Nelis Genade’s favourite things to do
Walk with elephants. The Knysna Elephant Park began in 1994 with two calves rescued from a cull in Kruger Park. To date, more than 40 of these giant wonders have passed through the park, many rescued from places of distress. It is open 365 days of the year from 9am to 3pm; 044 352 7732.
If packing down with pachyderms is not your scene, perhaps a tandem paraglide flight will get your adrenalin going. Fly Time Paragliding is based in Sedgefield just outside Knysna. For the experienced pilot they offer solo flights, as well as tandem rides for the novice; 072 612 8168.
Café Mario offers authentic Italian dishes cooked to order. The thin-based pizzas complement a wide range of pastas. It’s advisable to book in season; 044 382 7250.
If seafood is your thing, The Dry Dock Food Company should be your choice. In addition to a comprehensive menu, their oyster tasting is a must – a selection of cultivated and coastal oysters with a glass of bubbly; 044 382 7310.
Muse Fusion Food offers an eclectic relaxed space to unwind and enjoy a drink.
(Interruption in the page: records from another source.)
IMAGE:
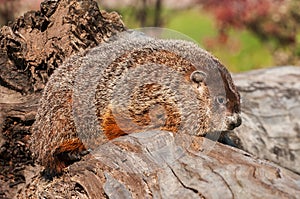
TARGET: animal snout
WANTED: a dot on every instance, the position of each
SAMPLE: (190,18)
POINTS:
(233,121)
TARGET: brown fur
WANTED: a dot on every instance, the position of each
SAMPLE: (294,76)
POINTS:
(172,101)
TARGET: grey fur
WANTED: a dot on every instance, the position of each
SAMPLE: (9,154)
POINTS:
(84,86)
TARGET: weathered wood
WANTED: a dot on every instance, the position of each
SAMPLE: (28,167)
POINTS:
(155,165)
(271,115)
(30,50)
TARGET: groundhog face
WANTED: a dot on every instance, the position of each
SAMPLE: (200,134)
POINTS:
(224,99)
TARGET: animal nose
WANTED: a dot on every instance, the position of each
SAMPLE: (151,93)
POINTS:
(234,121)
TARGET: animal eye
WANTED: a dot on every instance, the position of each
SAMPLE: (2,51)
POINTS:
(198,76)
(221,100)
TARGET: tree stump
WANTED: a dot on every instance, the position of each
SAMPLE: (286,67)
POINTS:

There’s a pool table and if you get peckish the pizzas are legendary. Closed on Sundays and Mondays; 044 382 0804.
Project Bar offers an amazing position with views of the lagoon and through The Heads; 044 382 4874.
Since 2000, Harkerville Market has offered typical country fare. A wide selection of goodies is available: crafts; jewellery; food and drink; art and stuff for kids. All under the shade of a giant oak tree; 084 510 9939.
Under new ownership, Oaks on Main is becoming a go-to place for shopping and food. An array of traders – coffee, clothing, food, music, art and gifts on offer; 082 467 3060.